Liam (TobyKebbel) é um advogado em emergência, que dá início ao episódio em uma entrevista de emprego. Casado com Fi (Jodie Whittaker), Liam começa a desconfiar da esposa após um encontro de antigos amigos no qual nota certa tensão entre ela e Jonas (Tom Cullen), comportamentos estranhos e determinada omissão de informações por parte de ambos. Obcecado por descobrir qual o tipo de relacionamento existente entre os dois, Liam começa a repassar incansáveis vezes suas memórias sobre a noite passada e confronta sua esposa de uma maneira incessante.

Freud em 1895 postula reflexões sobre os chamados mecanismos de defesa, pelos quais o Ego frente às exigências das demais instâncias psíquicas, Id e Superego, se manifesta de forma a proteger o sujeito de conteúdos que para si sejam potenciais vias de adoecimento. O recalcamento, um dos mais antigos mecanismos, tem como função principal a eliminação de partes inteiras da vida afetiva e relacional profunda do indivíduo. Bergeret (2006) define o recalcamento como um processo ativo, destinado a guardar fora da consciência as representações inaceitáveis para a pessoa.

Fonte: https://goo.gl/1gKWrG

Este episódio da série em especial, traz reflexões sobre as limitações mentais do ser humano e até que ponto o total controle de seus pensamentos, emoções e memórias podem ser considerados saudáveis e sobre o possível distanciamento dessa condição no processo de saúde e doença. Liam, se torna obsessivo em relação a análise de todas as situações vividas por ele, trazendo desconforto ao mesmo de tal maneira, que todas as situações, que possivelmente para todos seriam ignoradas ou menos significativas, para Liam acabavam em pontos de intermináveis discussões. Não obstante o fato da real traição da esposa, a grande reflexão proposta aqui é sobre o uso excessivo do dispositivo, não sobre a ocasião da traição.

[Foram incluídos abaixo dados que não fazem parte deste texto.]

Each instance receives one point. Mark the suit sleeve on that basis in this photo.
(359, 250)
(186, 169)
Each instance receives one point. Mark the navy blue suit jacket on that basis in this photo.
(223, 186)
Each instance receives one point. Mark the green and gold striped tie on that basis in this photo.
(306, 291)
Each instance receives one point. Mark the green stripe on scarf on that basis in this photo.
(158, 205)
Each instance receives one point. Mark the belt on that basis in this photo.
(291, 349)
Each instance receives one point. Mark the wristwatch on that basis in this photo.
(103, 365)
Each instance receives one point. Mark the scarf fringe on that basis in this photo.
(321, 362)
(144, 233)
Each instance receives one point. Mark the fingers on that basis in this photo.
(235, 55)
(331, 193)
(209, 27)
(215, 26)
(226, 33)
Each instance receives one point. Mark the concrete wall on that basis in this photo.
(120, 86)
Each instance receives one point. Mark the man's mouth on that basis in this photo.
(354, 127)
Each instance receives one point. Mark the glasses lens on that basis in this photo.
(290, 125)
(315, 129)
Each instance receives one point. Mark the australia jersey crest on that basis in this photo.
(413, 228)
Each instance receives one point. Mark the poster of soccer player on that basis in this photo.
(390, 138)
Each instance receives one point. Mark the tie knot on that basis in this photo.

Os mecanismos de defesa psicanalíticos na maioria das vezes têm como função principal o alivio de tensão psíquica do ser humano, servindo como via de escape para problemas de pouca (ou maior) importância, possibilitando certa “qualidade de vida” ao sujeito em hipótese. Após incansáveis análises aos fatos ocorridos, Liam chega à conclusão de que realmente ocorrera o ato de infidelidade, entra em conflito com Fi e sai de casa deixando esposa e filha, removendo por conta própria ao final o Grão.

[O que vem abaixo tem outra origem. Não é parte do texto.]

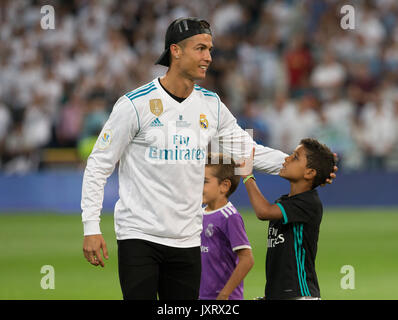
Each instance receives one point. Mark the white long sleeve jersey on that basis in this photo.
(161, 146)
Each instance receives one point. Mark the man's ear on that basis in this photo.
(309, 173)
(175, 51)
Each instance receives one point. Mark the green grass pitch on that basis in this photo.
(365, 239)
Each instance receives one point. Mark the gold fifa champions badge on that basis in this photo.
(203, 121)
(156, 106)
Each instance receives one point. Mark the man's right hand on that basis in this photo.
(92, 246)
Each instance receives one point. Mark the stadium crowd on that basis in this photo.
(285, 68)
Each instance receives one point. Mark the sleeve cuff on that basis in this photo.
(283, 213)
(91, 227)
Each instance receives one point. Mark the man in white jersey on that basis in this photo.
(159, 133)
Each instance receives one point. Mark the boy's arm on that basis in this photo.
(263, 209)
(246, 262)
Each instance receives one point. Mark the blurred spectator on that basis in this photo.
(261, 49)
(250, 118)
(299, 63)
(328, 76)
(378, 132)
(278, 116)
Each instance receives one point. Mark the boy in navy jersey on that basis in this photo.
(294, 222)
(225, 250)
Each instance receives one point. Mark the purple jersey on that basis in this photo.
(223, 234)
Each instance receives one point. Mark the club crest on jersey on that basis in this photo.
(209, 230)
(105, 139)
(203, 121)
(156, 106)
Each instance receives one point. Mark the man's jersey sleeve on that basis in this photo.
(117, 133)
(238, 143)
(300, 210)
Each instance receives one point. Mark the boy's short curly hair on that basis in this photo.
(224, 169)
(320, 158)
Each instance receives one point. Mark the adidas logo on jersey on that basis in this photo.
(156, 123)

Levando em consideração aspectos ainda não citados, todas as pessoas que por motivos diversos não se utilizavam desta tecnologia, eram tidos como estranhos no meio social, se relacionando a posicionamentos políticos pouco convencionais, divergentes dos meios de vida vigentes. Zygmunt Bauman(2003), sociólogo polonês, trata em sua obra Modernidade Líquida sobre temas como estes, o movimento da sociedade em convergência com o avanço da tecnologia e reflexões sobre o desenvolvimento do ser humano em relação a ela. Como última reflexão, deixo este trecho do livro, que de alguma maneira reflete o que foi discutido aqui.

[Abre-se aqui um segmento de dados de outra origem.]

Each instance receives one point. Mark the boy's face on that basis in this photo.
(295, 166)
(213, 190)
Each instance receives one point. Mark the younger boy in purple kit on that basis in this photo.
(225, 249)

Fonte: https://goo.gl/TFLTAL

Os adolescentes equipados com confessionários eletrônicos portáteis são apenas aprendizes treinando e treinados na arte de viver numa sociedade confessional – uma sociedade notória por eliminar a fronteira que antes separava o privado e o público, por transformar o ato de expor publicamente o privado numa virtude e num dever público […] (BAUMAN, 2003).

REFERÊNCIAS:

Bergeret, J. O problema das defesas. In: Bergeret, J. …[et al.]. Psicopatologia: teoria e clínica. Porto Alegre: Artmed, 2006.

Freud, Sigmund. (1915). O Recalcamento. Edição Standard Brasileira das Obras Psicológicas Completas, Vol. XIV. Rio de Janeiro: Imago, 1996.

BAUMAN, Zygmunt. Modernidade Líquida. Tradução: Plínio Dentzien. Rio de Janeiro: Zahar, 2003.